Conclusions and future applications

The work here provides strong evidence that triple combination therapy for the treatment of mesothelioma is an effective treatment, prolonging survival, reducing tumour growth, and in some cases enabling tumour rejection.  The increased ‘memory effect’ of the T-cells in the immune system effectively acted as a cancer vaccine, providing long-term protection for months possibly years after treatment.

By combining three complementary treatments the strategy takes advantage of each one, while limiting the toxicity of each.  It offers a new paradigm in cancer treatment that can potentially cure even late-stage cancer.

The team are now looking to develop the combination therapy for clinical trials in MPM, and other advanced malignancies.  It may also open avenues for more radical treatment options for other patients with metastatic or locally advanced cancer if amenable to surgery.
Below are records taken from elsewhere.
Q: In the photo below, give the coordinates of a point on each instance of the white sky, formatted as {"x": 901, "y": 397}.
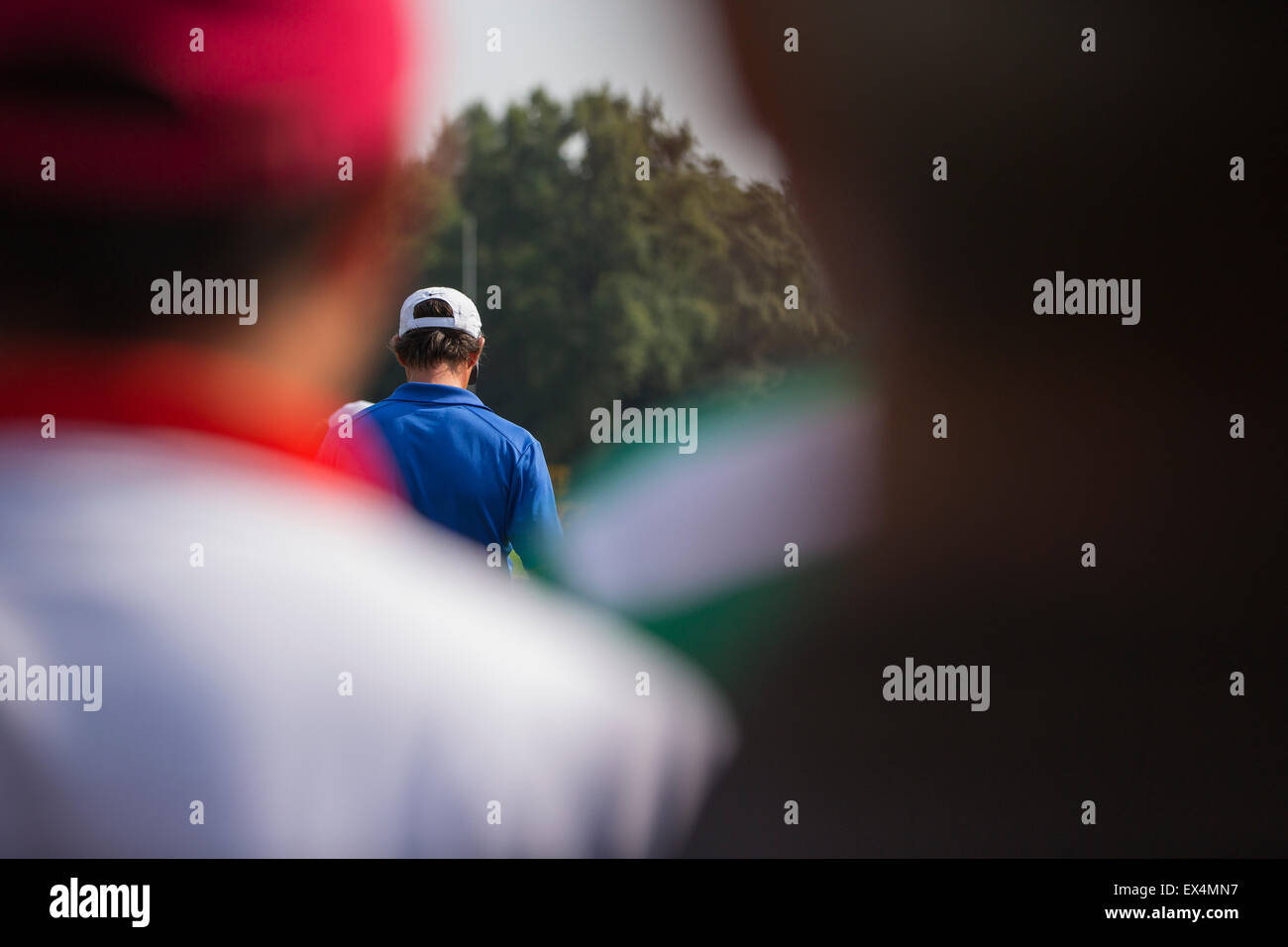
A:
{"x": 673, "y": 48}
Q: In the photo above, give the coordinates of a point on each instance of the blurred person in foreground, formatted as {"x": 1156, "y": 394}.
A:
{"x": 1111, "y": 684}
{"x": 454, "y": 459}
{"x": 282, "y": 663}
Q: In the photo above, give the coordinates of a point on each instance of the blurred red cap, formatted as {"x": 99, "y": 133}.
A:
{"x": 134, "y": 118}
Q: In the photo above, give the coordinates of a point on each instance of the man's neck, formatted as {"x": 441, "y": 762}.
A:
{"x": 438, "y": 376}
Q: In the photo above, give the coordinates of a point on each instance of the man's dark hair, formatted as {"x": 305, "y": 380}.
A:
{"x": 425, "y": 348}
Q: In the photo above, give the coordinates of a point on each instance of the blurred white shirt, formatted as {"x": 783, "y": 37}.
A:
{"x": 222, "y": 682}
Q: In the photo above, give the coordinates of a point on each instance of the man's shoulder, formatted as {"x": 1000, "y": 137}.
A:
{"x": 316, "y": 579}
{"x": 520, "y": 440}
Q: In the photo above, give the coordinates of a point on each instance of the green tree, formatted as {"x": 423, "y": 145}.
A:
{"x": 610, "y": 286}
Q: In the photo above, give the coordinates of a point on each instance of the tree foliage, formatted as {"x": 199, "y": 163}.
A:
{"x": 610, "y": 286}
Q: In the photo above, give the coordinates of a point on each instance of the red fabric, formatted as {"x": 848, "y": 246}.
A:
{"x": 282, "y": 90}
{"x": 167, "y": 385}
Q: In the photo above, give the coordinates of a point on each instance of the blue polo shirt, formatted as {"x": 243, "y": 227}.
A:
{"x": 458, "y": 463}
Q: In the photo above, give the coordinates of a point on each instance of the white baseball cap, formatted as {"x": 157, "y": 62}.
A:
{"x": 464, "y": 316}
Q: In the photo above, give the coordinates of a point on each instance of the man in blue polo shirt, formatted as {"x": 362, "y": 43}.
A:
{"x": 452, "y": 458}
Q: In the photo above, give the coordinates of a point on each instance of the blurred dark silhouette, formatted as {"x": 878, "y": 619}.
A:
{"x": 1108, "y": 684}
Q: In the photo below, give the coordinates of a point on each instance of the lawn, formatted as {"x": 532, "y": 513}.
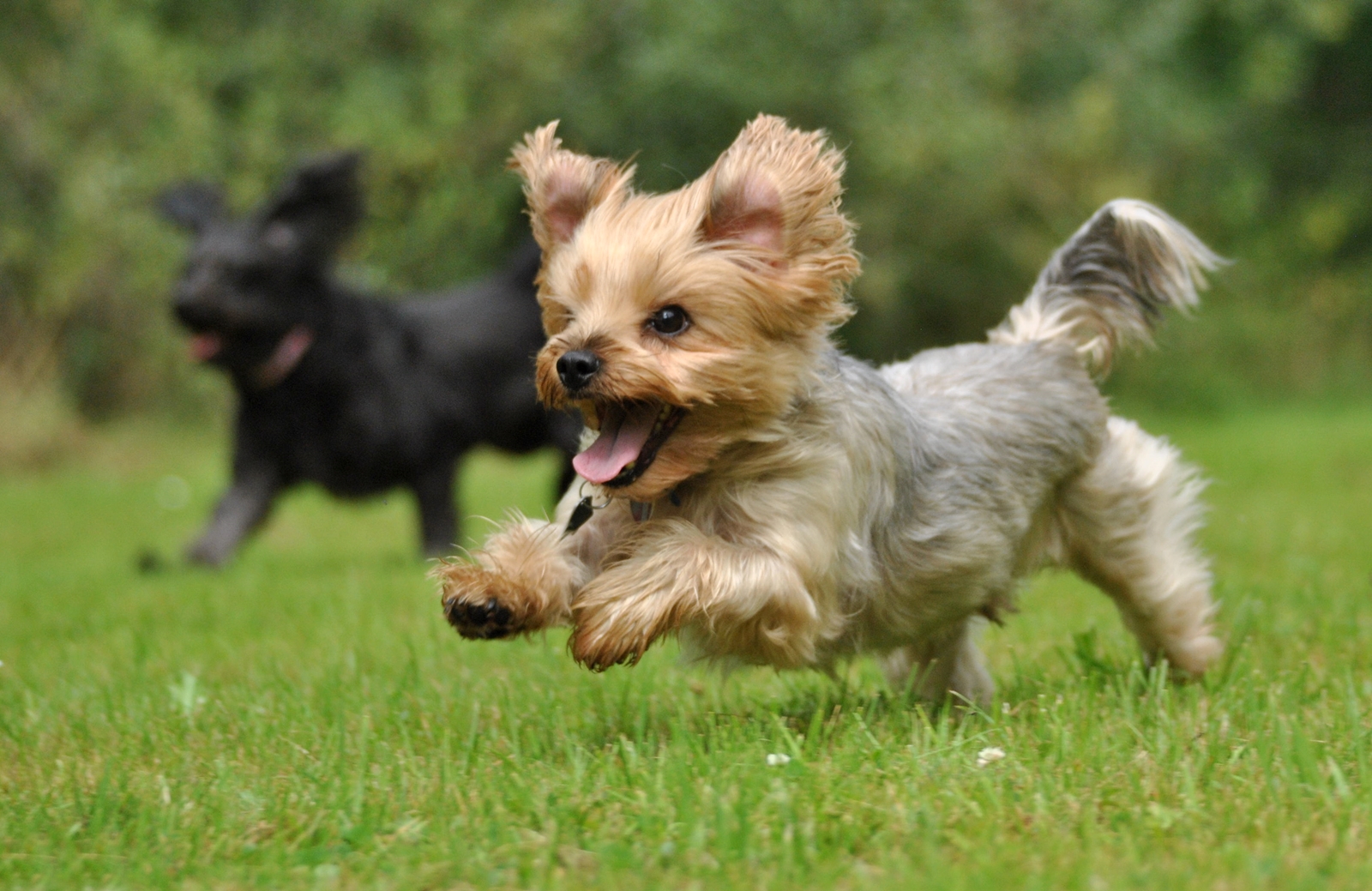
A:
{"x": 305, "y": 719}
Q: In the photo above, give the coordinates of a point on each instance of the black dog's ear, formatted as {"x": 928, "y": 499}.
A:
{"x": 316, "y": 209}
{"x": 191, "y": 205}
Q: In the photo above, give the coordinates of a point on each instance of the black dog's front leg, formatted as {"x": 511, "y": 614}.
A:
{"x": 242, "y": 509}
{"x": 438, "y": 514}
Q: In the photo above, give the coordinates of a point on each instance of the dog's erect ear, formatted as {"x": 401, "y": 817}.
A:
{"x": 562, "y": 187}
{"x": 316, "y": 209}
{"x": 779, "y": 189}
{"x": 191, "y": 205}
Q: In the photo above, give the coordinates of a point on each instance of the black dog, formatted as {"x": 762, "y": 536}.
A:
{"x": 334, "y": 388}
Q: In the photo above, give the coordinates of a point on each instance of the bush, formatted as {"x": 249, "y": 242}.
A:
{"x": 978, "y": 135}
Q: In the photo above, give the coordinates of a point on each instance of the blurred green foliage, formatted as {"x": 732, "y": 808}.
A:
{"x": 980, "y": 134}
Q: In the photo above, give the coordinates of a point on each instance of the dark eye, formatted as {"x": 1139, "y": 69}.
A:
{"x": 669, "y": 320}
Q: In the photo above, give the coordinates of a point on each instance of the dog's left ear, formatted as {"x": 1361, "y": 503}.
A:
{"x": 779, "y": 189}
{"x": 563, "y": 187}
{"x": 316, "y": 209}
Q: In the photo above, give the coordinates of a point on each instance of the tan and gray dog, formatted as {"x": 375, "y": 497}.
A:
{"x": 774, "y": 502}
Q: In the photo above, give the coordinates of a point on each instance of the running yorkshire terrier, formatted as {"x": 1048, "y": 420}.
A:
{"x": 774, "y": 502}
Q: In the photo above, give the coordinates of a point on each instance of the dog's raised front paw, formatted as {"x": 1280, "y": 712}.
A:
{"x": 479, "y": 603}
{"x": 614, "y": 635}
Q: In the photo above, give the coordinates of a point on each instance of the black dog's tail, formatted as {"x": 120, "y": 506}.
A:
{"x": 1109, "y": 285}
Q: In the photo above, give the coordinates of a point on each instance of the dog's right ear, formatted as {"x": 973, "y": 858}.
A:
{"x": 563, "y": 187}
{"x": 191, "y": 205}
{"x": 316, "y": 209}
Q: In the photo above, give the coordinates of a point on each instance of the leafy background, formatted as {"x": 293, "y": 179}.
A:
{"x": 980, "y": 134}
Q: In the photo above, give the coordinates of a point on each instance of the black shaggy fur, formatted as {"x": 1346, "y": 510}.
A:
{"x": 335, "y": 388}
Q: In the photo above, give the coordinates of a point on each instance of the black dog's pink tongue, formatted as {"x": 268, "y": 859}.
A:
{"x": 623, "y": 436}
{"x": 203, "y": 346}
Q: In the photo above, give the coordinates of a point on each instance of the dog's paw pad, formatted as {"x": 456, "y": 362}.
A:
{"x": 480, "y": 621}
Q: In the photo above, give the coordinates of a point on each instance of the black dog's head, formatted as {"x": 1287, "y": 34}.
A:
{"x": 256, "y": 286}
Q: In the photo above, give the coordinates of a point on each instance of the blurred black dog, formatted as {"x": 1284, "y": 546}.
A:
{"x": 334, "y": 388}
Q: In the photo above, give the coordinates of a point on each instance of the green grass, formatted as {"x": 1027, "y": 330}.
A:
{"x": 306, "y": 719}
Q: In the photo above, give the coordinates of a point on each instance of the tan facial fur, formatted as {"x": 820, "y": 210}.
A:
{"x": 756, "y": 251}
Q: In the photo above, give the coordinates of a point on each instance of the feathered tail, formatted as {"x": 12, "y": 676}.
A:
{"x": 1108, "y": 286}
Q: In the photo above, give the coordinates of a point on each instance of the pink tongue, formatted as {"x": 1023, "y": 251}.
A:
{"x": 205, "y": 346}
{"x": 622, "y": 438}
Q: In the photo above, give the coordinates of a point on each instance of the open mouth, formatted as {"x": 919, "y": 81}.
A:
{"x": 630, "y": 436}
{"x": 205, "y": 346}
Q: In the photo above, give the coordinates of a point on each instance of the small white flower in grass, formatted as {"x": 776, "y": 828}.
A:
{"x": 990, "y": 756}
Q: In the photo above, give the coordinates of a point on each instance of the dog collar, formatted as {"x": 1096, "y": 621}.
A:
{"x": 587, "y": 509}
{"x": 287, "y": 354}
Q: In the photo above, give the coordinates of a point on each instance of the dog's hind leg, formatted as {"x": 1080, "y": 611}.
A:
{"x": 946, "y": 664}
{"x": 1129, "y": 527}
{"x": 438, "y": 512}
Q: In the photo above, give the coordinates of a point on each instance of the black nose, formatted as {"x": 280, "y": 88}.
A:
{"x": 576, "y": 368}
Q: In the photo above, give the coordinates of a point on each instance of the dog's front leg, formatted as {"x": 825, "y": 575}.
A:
{"x": 526, "y": 574}
{"x": 242, "y": 509}
{"x": 745, "y": 602}
{"x": 438, "y": 515}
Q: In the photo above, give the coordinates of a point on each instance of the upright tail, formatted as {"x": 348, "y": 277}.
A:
{"x": 1108, "y": 286}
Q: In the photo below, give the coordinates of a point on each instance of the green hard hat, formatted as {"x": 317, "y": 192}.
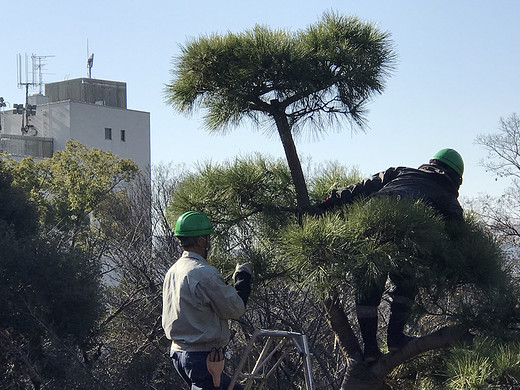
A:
{"x": 451, "y": 158}
{"x": 193, "y": 223}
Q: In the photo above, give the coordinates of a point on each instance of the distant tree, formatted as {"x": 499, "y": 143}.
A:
{"x": 308, "y": 80}
{"x": 503, "y": 160}
{"x": 50, "y": 300}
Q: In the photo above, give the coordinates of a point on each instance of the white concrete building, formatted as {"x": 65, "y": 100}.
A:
{"x": 90, "y": 111}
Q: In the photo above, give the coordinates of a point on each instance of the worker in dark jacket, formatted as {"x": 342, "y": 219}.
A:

Aggressive cancers often have poor prognosis and therefore, there is great demand for new and alternative technologies to fight these diseases. We recently reported the development of a novel ionic liquid which functioned as a drug carrier to treat aggressive liver cancer.  Such technologies may be adapted to carry immunotherapies, which may yet further increase efficacy in studies such as we’ve seen here. We have also seen the development of machine learning models that accurately predicts how combinations of different cancer drugs kill various types of cancer cells.  Leveraging this type of technology to determine the best drug combination in addition to local radiation and surgery may provide a very powerful tool in preclinical research of aggressive cancer in the future.

 

For more information please see the press release from University Health Network

 

Murakami, J., L. Wu, M. Kohno, M.-L. Chan, Y. Zhao, Z. Yun, B. C. J. Cho and M. de Perrot (2021). “Triple-modality therapy maximizes antitumor immune responses in a mouse model of mesothelioma.” Science Translational Medicine 13(589): eabd9882.